Market regulator Securities and Exchange Board of India (SEBI) is bringing various foreign investors under a new category of foreign portfolio investors (FPI) while making provision for separate know-your-client (KYC) guidelines for sovereign wealth funds and other asset managers.
This follows recommendations of the KM Chandrasekhar-chaired Committee on Rationalisation of Investment Routes and Monitoring of Foreign Portfolio Investments, which submitted its report on June 12.
* Existing FIIs, sub accounts and qualified foreign investors (QFI) would be merged into a new investor class to be termed as FPI. The aggregate investment limit would be 24 per cent (being the present default aggregate limit for FIIs, which can be raised by the company up to the sectoral cap).
* It has retained the separate classification for investments from non-resident Indians (NRIs) and foreign venture capital investors (FVCIs). Therein, NRIs would continue to have individual investment limit of 5 per cent and aggregate investment limit of 10 per cent. In case of FVCI, the committee felt that the present list of nine sectors should be expanded and alternatively a negative list may be announced by the government so that the rest of the sectors are opened for venture capital funding activity.
FVCIs were earlier kept separate from the AIF norms which sought to bring all alternative investment funds under its three categories.
* In a significant move to make the procedure simpler, the committee has recommended that prior direct registration of FIIs and sub accounts with SEBI should be done away with. Instead, FPIs would be able to register themselves with and transact through designated depository participants (DDPs).

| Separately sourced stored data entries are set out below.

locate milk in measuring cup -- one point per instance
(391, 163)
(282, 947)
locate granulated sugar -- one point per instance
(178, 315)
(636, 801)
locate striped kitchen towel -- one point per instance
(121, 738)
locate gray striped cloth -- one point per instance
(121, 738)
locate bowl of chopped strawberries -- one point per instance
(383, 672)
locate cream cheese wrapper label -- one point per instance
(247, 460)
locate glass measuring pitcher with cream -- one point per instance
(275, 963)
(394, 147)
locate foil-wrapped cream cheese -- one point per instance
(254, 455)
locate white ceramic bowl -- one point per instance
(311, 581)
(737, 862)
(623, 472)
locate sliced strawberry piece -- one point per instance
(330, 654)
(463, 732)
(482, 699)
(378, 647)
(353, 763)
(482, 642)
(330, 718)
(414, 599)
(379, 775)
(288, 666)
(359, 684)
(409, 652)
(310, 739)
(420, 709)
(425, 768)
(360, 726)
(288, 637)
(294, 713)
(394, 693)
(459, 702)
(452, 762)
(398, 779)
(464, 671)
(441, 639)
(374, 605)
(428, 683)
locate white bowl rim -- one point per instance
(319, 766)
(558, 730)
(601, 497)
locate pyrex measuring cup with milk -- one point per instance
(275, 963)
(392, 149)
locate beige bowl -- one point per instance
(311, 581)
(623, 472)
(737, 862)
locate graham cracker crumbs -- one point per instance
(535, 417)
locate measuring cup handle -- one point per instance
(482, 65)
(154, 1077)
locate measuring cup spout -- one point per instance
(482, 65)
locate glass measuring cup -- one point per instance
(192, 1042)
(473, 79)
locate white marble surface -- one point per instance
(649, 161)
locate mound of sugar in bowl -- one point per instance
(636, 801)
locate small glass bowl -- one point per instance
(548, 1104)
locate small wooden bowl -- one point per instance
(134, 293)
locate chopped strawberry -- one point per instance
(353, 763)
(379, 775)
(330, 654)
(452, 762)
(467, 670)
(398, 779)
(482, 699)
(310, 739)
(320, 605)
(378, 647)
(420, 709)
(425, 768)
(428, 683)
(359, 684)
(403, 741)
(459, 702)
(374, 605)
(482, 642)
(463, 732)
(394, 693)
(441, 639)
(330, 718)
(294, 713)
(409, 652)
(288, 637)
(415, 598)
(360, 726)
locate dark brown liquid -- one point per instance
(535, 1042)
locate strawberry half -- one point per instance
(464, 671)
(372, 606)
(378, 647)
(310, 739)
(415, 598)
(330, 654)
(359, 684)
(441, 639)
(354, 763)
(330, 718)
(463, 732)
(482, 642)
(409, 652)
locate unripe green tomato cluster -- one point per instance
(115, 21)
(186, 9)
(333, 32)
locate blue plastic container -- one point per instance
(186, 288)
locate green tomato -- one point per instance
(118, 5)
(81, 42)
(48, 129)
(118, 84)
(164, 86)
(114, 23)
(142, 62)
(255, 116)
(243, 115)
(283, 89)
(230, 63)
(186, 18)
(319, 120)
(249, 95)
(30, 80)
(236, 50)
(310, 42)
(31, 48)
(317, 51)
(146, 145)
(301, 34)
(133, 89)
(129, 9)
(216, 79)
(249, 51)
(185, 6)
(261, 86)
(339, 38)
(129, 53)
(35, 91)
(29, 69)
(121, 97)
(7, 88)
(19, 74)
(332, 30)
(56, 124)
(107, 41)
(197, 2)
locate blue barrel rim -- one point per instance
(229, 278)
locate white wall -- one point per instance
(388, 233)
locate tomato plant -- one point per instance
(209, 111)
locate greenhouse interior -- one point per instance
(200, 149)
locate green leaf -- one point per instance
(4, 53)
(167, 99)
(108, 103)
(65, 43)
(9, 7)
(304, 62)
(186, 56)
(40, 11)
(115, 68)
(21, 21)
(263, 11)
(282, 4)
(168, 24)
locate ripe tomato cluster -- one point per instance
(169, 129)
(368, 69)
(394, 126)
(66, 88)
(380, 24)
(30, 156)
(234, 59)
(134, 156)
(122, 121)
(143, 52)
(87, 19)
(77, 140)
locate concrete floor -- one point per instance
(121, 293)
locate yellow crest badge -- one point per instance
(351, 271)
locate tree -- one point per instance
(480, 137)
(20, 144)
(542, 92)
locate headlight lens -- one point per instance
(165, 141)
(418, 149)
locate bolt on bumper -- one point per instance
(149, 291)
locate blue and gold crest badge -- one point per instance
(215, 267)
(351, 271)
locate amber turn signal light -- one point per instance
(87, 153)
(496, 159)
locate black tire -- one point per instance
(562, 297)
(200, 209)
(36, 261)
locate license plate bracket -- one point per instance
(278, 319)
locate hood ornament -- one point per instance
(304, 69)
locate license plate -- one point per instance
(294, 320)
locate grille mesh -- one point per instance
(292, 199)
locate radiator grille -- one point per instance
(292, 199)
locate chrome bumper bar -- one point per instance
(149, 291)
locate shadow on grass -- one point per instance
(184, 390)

* Portfolio investments would be defined as investment by any single investor or investor group, which shall not exceed 10 per cent of the equity of an Indian company. Any investment beyond the threshold of 10 per cent shall be considered as foreign direct investment (FDI).

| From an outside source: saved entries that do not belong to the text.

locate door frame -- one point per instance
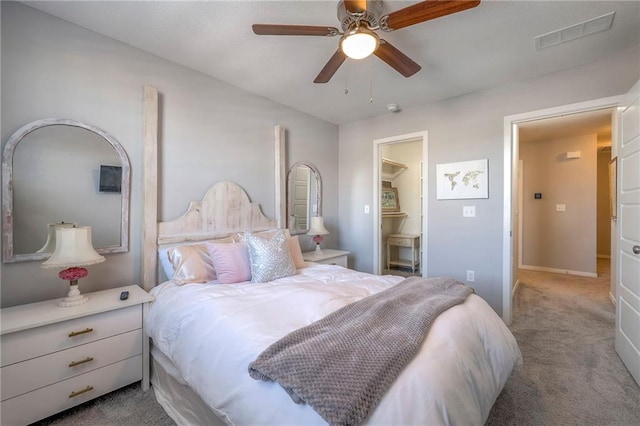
(377, 217)
(511, 158)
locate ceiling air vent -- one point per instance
(583, 29)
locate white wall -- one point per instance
(209, 131)
(560, 240)
(603, 229)
(464, 128)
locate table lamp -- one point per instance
(317, 229)
(73, 250)
(50, 244)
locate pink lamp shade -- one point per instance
(317, 229)
(73, 250)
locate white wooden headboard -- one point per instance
(225, 208)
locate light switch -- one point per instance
(468, 211)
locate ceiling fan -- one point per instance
(359, 20)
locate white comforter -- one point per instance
(212, 332)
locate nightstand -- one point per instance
(54, 358)
(327, 257)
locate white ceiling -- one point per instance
(598, 122)
(485, 47)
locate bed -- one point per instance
(205, 333)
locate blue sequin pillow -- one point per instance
(270, 258)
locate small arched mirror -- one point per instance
(59, 170)
(304, 193)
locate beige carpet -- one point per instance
(571, 374)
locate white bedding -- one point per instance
(211, 332)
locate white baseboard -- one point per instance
(560, 271)
(515, 288)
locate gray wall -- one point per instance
(209, 131)
(468, 127)
(554, 239)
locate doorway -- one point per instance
(400, 217)
(510, 213)
(564, 223)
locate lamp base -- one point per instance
(74, 298)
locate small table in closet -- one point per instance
(403, 240)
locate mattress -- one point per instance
(209, 333)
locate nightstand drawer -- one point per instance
(339, 260)
(31, 343)
(401, 242)
(52, 399)
(36, 373)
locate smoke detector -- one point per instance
(393, 108)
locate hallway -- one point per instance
(571, 374)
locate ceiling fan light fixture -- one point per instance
(359, 43)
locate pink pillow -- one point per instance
(296, 252)
(231, 262)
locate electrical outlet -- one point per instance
(471, 276)
(468, 211)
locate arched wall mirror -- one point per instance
(304, 196)
(60, 170)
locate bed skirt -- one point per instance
(180, 402)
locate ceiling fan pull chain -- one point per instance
(346, 80)
(371, 68)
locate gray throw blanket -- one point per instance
(343, 364)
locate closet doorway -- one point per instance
(400, 205)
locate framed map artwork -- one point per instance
(463, 180)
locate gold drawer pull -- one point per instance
(82, 361)
(77, 333)
(80, 392)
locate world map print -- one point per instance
(462, 180)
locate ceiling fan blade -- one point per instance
(278, 29)
(355, 6)
(424, 11)
(331, 67)
(396, 59)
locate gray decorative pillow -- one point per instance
(270, 258)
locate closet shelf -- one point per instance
(392, 169)
(395, 214)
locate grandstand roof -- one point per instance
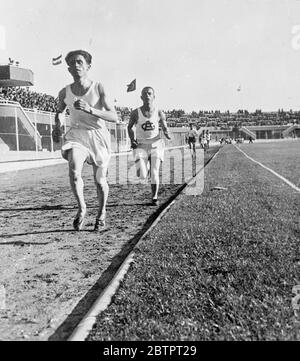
(15, 76)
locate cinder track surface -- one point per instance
(51, 274)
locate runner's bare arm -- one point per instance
(106, 112)
(60, 107)
(163, 124)
(131, 124)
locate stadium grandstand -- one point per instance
(27, 118)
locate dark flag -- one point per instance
(57, 61)
(132, 86)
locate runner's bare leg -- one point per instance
(76, 160)
(102, 190)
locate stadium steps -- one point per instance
(248, 132)
(290, 129)
(27, 131)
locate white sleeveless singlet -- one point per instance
(93, 139)
(147, 129)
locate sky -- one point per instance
(194, 53)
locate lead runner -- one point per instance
(88, 139)
(148, 147)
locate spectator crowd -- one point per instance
(29, 99)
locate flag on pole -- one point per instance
(2, 38)
(57, 61)
(132, 86)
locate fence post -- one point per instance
(17, 129)
(51, 140)
(35, 131)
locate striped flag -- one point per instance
(57, 61)
(132, 86)
(2, 38)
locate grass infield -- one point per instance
(219, 266)
(283, 157)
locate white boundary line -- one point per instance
(12, 166)
(271, 170)
(104, 299)
(102, 302)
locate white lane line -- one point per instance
(30, 164)
(103, 301)
(85, 326)
(292, 185)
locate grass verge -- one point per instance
(219, 266)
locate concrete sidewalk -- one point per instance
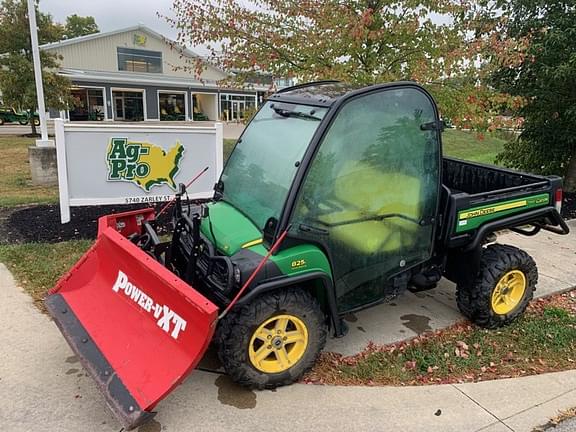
(46, 389)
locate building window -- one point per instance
(134, 60)
(128, 105)
(87, 104)
(172, 106)
(236, 107)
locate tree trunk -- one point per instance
(570, 179)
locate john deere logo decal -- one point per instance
(144, 164)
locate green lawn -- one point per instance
(38, 266)
(15, 182)
(542, 340)
(467, 145)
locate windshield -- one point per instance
(260, 170)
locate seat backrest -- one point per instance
(375, 192)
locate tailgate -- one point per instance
(136, 327)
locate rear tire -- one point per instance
(503, 288)
(273, 340)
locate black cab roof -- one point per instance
(324, 93)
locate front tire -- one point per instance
(503, 288)
(273, 340)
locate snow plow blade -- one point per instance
(137, 328)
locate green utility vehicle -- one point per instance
(9, 115)
(372, 209)
(334, 199)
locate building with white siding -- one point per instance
(136, 74)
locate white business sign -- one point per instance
(132, 164)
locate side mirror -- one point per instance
(269, 230)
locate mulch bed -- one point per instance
(41, 223)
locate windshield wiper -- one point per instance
(296, 114)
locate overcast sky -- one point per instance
(113, 14)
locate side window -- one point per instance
(372, 190)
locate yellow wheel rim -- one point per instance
(508, 292)
(278, 344)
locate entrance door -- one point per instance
(238, 108)
(119, 107)
(370, 195)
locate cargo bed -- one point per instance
(480, 199)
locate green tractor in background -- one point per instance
(10, 115)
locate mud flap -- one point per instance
(138, 329)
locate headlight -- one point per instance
(237, 275)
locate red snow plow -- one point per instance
(137, 327)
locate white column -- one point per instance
(44, 141)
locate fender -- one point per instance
(326, 283)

* The report has suggested a risk-based approach towards KYC norms and has recommended for categorisation of FPIs into three categories. The documents needed for registration and onboarding would be the simplest for Category I and the most stringent for Category III.
Category I (Low Risk) would include government and government related entities such as foreign central banks, sovereign wealth funds, multilateral organizations, etc.

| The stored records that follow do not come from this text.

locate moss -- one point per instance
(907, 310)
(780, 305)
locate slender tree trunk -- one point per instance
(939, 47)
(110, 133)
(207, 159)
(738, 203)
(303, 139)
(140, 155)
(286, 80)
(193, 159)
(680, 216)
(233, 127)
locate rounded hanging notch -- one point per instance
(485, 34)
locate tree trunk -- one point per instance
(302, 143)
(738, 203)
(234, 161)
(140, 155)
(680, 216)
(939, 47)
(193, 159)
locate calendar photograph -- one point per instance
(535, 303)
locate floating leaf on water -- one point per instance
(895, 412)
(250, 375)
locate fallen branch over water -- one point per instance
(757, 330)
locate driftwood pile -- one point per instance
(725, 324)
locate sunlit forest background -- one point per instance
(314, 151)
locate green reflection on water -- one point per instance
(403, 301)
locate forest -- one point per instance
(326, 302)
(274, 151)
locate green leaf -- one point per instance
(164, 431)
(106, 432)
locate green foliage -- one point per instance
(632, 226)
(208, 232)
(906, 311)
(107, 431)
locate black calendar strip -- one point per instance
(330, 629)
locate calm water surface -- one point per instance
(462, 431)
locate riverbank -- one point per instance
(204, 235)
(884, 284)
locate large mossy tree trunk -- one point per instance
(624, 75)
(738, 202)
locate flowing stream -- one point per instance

Category II (Moderate Risk) would include regulated entities such as banks, asset management companies, broad-based funds such as mutual funds, investment trusts, insurance and reinsurance companies, university funds, pension funds and university related endowments already registered with SEBI.
Category III (High Risk) would include all other FPIs not eligible to be included in the above two categories.
* With regard to issuance of offshore derivative instruments (ODIs)/participatory notes (PNs), the committee has recommended that FPIs belonging to Category III shall not be allowed to issue ODIs/PNs. Further, FPIs that issue ODIs/PNs would continue to report directly to SEBI.